Der Dornröschenschlaf ist inzwischen bei Twitter schon beendet, so dass es nach dem “Mikro-Blogging” nun auch Zeit wird, hier loszulegen.
Ideen, so scheint es mir manchmal, gleichen einem Sack Flöhe. Alle springen gleichzeitig heraus und wollen gebändigt werden. So hat das letzte Jahr dazu gedient, die Basis meines Förderprogramms für LyrikerInnen Schritt für Schritt zu erweitern, um neue Projekte anzugehen. Das Bloggen blieb erst einmal auf der Strecke. Doch die Schreibnächte jeden letzten Donnerstag eines Monats etablierten sich, das schamanisch-lyrische Arbeiten, das dazu dient, die Quelle der Inspiration freizulegen und den dichterischen Weg zu klären, schließlich das online://Stipendium, das in diesem Frühjahr zum ersten Mal öffentlich ausgeschrieben war. Da einiger Ideenvorrat noch auf Umsetzung wartet, ist für “Nachschub” an Lyrik-Aktionen gesorgt.

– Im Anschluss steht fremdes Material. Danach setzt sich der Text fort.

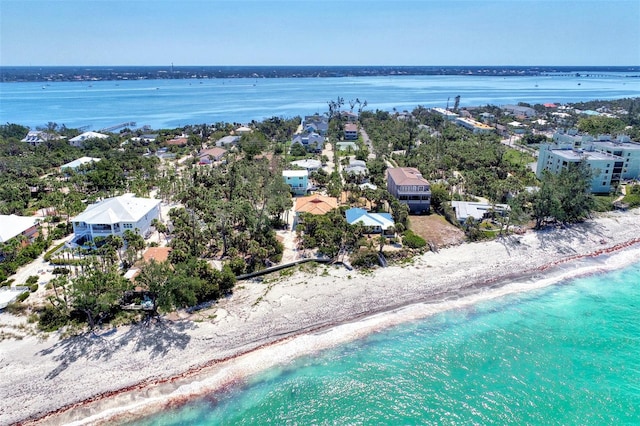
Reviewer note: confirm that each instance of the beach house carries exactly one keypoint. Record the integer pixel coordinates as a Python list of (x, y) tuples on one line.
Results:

Die “Monatsgedichte” gehören beispielsweise dazu. Mit diesem regelmäßigen Wettbewerb sollen LyrikerInnen eine Möglichkeit erhalten, ihre Internetpräsenz und ihren Namensaufbau zu stärken. Als erste Jurorin stellt sich Margrit Manz zur Verfügung. Sie war bis September 2008 Intendantin des Literaturhauses Basel. Nun hat sie die Projektleitung von Foodscape inne, einem Austauschprogramm von Schweizer und chinesischen Künstlern, das auch auf der Frankfurter Buchmesse vertreten sein wird.
Die Details zu den Monatsgedichten lesen Sie im nächsten Blogpost am kommenden Montag. Unter meiner Twitter-Adresse unternehmlyrik erfahren Sie dagegen aktuelle Informationen aus dem Literatur- und Kulturbetrieb. Ich freue mich, wenn Sie “mitzwitschern” und kommentieren.
Ein Weblog für Lyrik und ihre Vermittlung zu eröffnen, beleuchtet mein Unternehmen mehr von der abenteuerlichen Seite. Professionalität und Poesie sind auf den ersten Blick zwei unterschiedliche Gangarten. Denn Geschäft und Gedichte – dem widersprechen die schmalen Lyrik-Regale und Verkaufszahlen der Buchhändler, dagegen stehen immer noch tief verankerte Bilder vom armen Poeten à la Carl Spitzweg oder schließlich auch Vorstellungen, dass Verse anders als Romane nicht zum Bestsellerband taugen, sondern reifen müssen wie der Jahrgangswein im Keller.
Warum also für die Lyrik eine Bresche schlagen? Gedichte – dies zunächst als persönliches Bekenntnis – führen mich in Neuland, indem sie Sprache herausfordern und neu ausbilden. Damit werfen sie immer auch Denkprozesse an. Wenn ich Lyrik lese, bin ich in beiden Gehirnhälften zuhause. Bilder und Klang nähren die Intuition, die Logik übersetzt, ordnet das Gelesene oder Gehörte in Verstehenskontexte ein. Das weitet den Horizont und baut Sprachkompetenz aus, ebenso Wahrnehmung und das Feingefühl für Zwischentöne. Vom Spaß an der Lektüre oder Hörgenuss ganz zu schweigen.
Ich schreibe – dies als zweites Bekenntnis – Sachliteratur und Zeitungsartikel, keine Gedichte. Doch ich habe mich der Lyrik verschrieben und ihren Protagonisten: Ich fördere Lyrikerinnen und Lyriker, die bereits kontinuierlich und qualitativ im zeitgenössischen Stil dichten, unterstütze sie in der Perfektionierung ihres Handwerks, im Zugang zur Inspiration und bei ihrem Auftritt in der Öffentlichkeit. Hier stelle ich vor allem die Lesung, das gesprochene Wort, in den Vordergrund.
Mein Weblog zielt daher darauf, Werkzeug und Strategien zu erkunden, Projekte vorzustellen, um sich als LyrikerIn zu vermarkten und bekannt zu machen. Dass dabei der Literatur- und Kunstbetrieb, Kultur generell in den Blick rücken, ist im Sinn der Sache.